While it is likely most homes will still observe the time-honored traditional meal, it will also likely come at a heftier cost than in the past, according to multiple national sources. Anyone who has taken a trip to the grocery store on a somewhat regular basis is well aware of steady price increases and the beloved turkey has not escaped that trend.
The United States Department of Agriculture’s (USDA) Agricultural Marketing Service (AMS) reported that whole turkey prices (wholesale, whole hen, 8-16 pounds) have increased steadily this year. The whole turkey price chart indicates a seasonal pattern to prices with a steady yearly increase until October, right before the peak holiday demand. Current prices at $1.33 per pound are 17 cents per pound above last year.
Prices are record high with USDA predicting an average annual 2021 price at $1.21 per pound. The previous record high annual price was set in 2016 at $1.17 per pound.
The Sidney Herald did confirm both grocery stores in Sidney will be lowering the prices for their whole turkeys this coming week but an exact price per pound was not available at press time. Both stores have also been running an annual promotion offering discounts or free turkeys depending on the dollar amount purchased in-store leading up to the big day.
Both Reynold’s Market and Reese & Ray’s IGA management said they prebook their turkeys well in advance so it’s likely they avoided the price crunch seen nationwide.
Inflation is just one of the reasons for the price hike in both toms and hans. A second factor is availability. Turkey production has declined from 5.74 billion pounds last year to 5.63 billion pounds in 2021 -a 2.3% decline. USDA estimates that 214 million turkeys will be raised in the U.S. this year compared to 224 million last year.
Cold storage stock declines are a third factor. The USDA National Agricultural Statistics Service (NASS) Cold Storage report released on Oct. 22 indicated a 17% decline in U.S. total turkey stocks from last year. Whole hen stocks were down 19%, and turkey breasts declined a whopping 51%.
Most turkey hens are sold as frozen whole birds. Toms are mostly destined for further processing and made into many consumer products such as breasts, legs, bacon, deli meats and ground turkey that are consumed the year around. Many of these products are sold in the foodservice sector which was severely impacted by the COVID-19 pandemic in 2020.

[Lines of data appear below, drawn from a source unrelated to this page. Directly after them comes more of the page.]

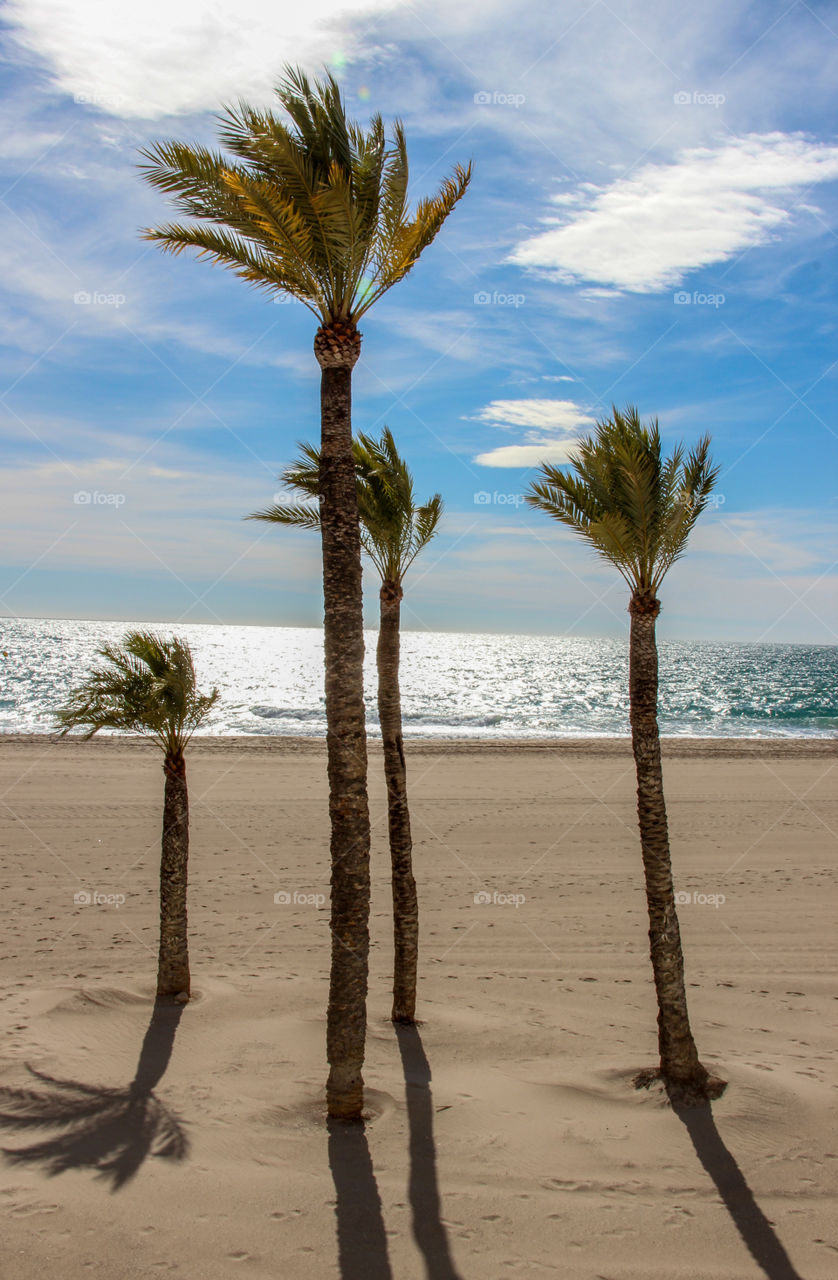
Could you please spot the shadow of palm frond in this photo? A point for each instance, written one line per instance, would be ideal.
(110, 1130)
(758, 1233)
(429, 1229)
(362, 1247)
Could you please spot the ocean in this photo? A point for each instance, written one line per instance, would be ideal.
(453, 685)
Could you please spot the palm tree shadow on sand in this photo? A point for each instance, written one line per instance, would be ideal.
(756, 1232)
(429, 1230)
(362, 1251)
(110, 1130)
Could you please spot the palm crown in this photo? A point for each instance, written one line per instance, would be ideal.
(149, 686)
(393, 529)
(631, 504)
(316, 210)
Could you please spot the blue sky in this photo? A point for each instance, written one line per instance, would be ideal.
(651, 220)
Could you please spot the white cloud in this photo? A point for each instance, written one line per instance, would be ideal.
(646, 232)
(546, 415)
(553, 433)
(152, 59)
(526, 455)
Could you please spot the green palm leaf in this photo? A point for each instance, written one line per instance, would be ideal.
(632, 506)
(316, 209)
(393, 529)
(147, 685)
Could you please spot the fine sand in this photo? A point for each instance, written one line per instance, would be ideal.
(504, 1137)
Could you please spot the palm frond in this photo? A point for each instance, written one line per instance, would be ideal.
(314, 206)
(632, 506)
(146, 685)
(393, 529)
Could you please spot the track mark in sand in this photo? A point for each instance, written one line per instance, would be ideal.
(32, 1208)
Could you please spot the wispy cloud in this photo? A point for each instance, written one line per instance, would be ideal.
(554, 426)
(138, 62)
(646, 232)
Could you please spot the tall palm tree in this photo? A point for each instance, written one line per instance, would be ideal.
(319, 210)
(149, 686)
(637, 510)
(393, 533)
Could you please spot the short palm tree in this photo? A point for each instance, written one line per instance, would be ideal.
(317, 210)
(149, 686)
(636, 510)
(393, 533)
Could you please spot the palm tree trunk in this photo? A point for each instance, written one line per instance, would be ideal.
(679, 1066)
(337, 348)
(173, 964)
(404, 901)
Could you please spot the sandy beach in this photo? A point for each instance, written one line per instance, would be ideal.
(504, 1136)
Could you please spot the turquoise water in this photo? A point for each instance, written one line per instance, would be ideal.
(453, 685)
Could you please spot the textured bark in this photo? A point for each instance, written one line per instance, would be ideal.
(404, 901)
(173, 964)
(337, 350)
(681, 1070)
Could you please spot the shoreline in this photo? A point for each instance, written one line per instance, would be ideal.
(672, 748)
(512, 1101)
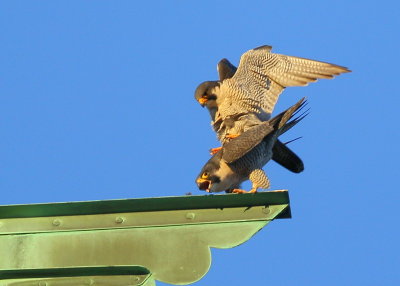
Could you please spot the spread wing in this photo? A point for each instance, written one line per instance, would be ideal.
(262, 76)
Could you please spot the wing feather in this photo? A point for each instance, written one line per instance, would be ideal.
(262, 76)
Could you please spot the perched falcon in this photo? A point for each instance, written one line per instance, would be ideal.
(281, 153)
(242, 158)
(246, 97)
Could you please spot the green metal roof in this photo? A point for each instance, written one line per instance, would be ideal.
(74, 271)
(148, 204)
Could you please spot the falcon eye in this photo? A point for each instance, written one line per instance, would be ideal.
(205, 175)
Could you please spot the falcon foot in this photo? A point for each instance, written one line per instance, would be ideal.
(239, 191)
(214, 150)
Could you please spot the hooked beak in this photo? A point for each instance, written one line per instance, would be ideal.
(204, 184)
(202, 101)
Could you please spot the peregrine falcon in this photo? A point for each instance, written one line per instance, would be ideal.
(245, 97)
(281, 153)
(242, 158)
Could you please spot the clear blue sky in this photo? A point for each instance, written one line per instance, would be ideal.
(97, 103)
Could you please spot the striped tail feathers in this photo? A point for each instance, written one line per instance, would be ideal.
(281, 121)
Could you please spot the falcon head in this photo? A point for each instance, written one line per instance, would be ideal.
(206, 95)
(216, 175)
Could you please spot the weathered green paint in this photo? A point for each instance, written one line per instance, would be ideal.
(169, 236)
(110, 275)
(147, 204)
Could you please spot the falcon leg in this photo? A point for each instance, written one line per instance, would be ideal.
(239, 191)
(232, 136)
(214, 150)
(259, 180)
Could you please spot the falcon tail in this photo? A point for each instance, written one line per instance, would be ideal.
(286, 120)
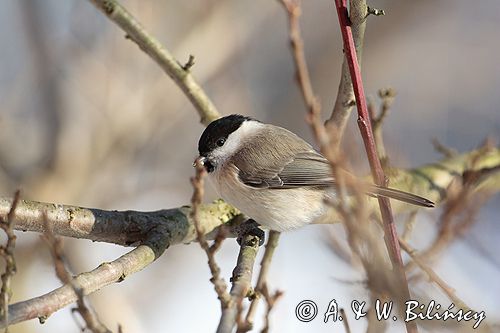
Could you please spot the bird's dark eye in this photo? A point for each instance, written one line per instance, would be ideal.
(220, 142)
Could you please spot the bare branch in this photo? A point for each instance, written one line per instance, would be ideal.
(56, 249)
(151, 46)
(128, 228)
(10, 264)
(107, 273)
(261, 286)
(219, 283)
(345, 100)
(242, 282)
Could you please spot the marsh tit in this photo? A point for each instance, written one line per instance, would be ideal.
(271, 174)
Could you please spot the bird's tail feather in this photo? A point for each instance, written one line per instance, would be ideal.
(401, 196)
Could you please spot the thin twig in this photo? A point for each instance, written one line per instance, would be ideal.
(271, 300)
(271, 245)
(345, 100)
(198, 191)
(10, 263)
(364, 124)
(241, 283)
(449, 291)
(387, 96)
(151, 46)
(56, 249)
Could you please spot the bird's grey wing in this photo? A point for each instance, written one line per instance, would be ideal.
(302, 169)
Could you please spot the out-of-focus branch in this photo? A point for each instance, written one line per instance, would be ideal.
(219, 283)
(151, 46)
(168, 227)
(176, 226)
(107, 273)
(364, 123)
(261, 288)
(387, 97)
(56, 249)
(345, 100)
(7, 224)
(242, 283)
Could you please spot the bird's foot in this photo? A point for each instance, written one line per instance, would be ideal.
(250, 228)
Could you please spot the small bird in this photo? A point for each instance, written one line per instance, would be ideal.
(271, 174)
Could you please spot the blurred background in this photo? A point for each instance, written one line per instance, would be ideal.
(86, 118)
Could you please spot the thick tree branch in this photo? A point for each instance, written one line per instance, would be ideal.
(151, 46)
(107, 273)
(93, 324)
(176, 226)
(128, 228)
(163, 228)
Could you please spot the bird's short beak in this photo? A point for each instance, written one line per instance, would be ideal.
(200, 160)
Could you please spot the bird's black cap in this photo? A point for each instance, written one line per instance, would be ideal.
(219, 129)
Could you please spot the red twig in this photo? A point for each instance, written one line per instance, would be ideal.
(364, 124)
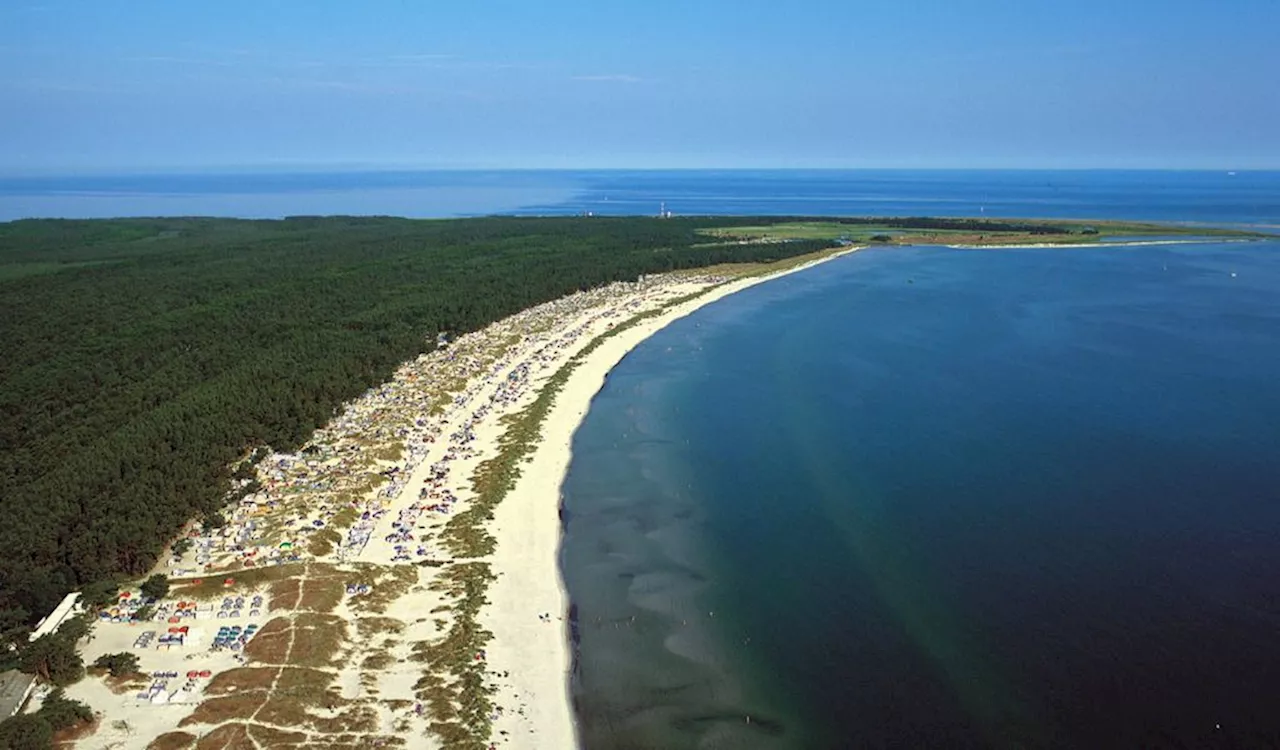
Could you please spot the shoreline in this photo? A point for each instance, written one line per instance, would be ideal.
(529, 538)
(396, 538)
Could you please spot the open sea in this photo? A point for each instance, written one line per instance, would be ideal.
(1223, 197)
(913, 497)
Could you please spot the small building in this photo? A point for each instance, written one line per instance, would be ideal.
(56, 617)
(14, 690)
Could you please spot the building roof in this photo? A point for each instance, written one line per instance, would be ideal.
(14, 687)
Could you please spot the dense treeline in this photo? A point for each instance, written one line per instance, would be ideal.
(933, 223)
(142, 356)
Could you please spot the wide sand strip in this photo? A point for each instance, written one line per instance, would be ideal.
(339, 556)
(526, 525)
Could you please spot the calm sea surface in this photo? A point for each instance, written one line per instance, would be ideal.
(941, 498)
(1247, 197)
(910, 498)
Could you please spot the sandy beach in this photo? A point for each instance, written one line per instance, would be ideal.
(378, 562)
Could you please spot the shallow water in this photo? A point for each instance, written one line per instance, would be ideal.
(941, 498)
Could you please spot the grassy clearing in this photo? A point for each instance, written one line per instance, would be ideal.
(219, 710)
(387, 585)
(241, 681)
(319, 640)
(214, 586)
(173, 741)
(228, 737)
(368, 627)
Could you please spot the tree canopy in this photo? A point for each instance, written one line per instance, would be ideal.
(144, 356)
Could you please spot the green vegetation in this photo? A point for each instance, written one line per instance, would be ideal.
(149, 356)
(118, 664)
(156, 586)
(146, 359)
(36, 731)
(53, 657)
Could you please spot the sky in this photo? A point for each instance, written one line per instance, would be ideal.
(170, 85)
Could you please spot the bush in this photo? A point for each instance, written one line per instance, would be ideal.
(100, 594)
(156, 586)
(118, 664)
(62, 713)
(26, 732)
(53, 658)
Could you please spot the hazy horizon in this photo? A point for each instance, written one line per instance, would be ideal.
(570, 85)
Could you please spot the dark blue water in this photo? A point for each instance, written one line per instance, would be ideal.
(1247, 197)
(938, 498)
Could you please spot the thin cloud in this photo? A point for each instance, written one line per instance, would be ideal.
(178, 60)
(609, 78)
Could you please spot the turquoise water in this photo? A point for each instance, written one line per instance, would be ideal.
(940, 498)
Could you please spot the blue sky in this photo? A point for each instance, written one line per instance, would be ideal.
(147, 85)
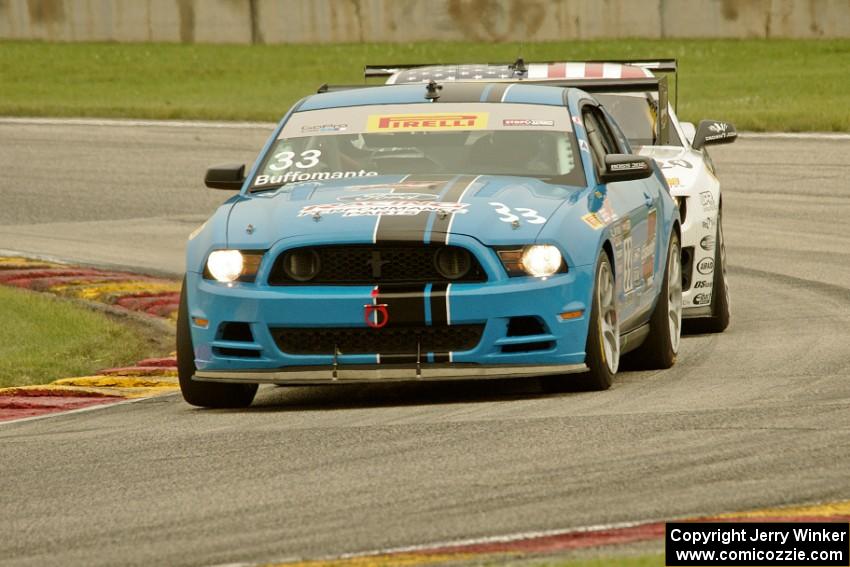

Not surprising, the United States is the world’s leading producer of turkeys and turkey meat as well as the world’s leading exporter of turkey meat. In 2020, Mexico was by far the leading importer of U.S. turkey meat followed by China, Canada, Guatemala and Dominican Republic.
The U.S. is also the leading producer of beef and chicken and second only to China in pork production.
Minnesota is the leading turkey-producing state with 40.5 million birds produced in 2020. North Carolina ranked second with 29 million and Arkansas as a close third with 27 million. South Dakota ranks twelfth at 4.5 million. USDA does not publish North Dakota turkey production data but according to the North Dakota Turkey Federation about one million birds are produced on nine turkey farms in the state.
According to the National Turkey Federation, about 46 million turkeys are consumed on Thanksgiving tables, 22 million are eaten at Christmas and 19 million are consumed at Easter.
Even though wholesale turkey prices are higher, consumers may be able to find bargains when shopping for Thanksgiving turkeys. Some stores contract turkeys several months in advance and retail food stores often feature turkeys as “loss leaders” at below cost to lure customers into the store to purchase higher-margin items that complete the Thanksgiving meal.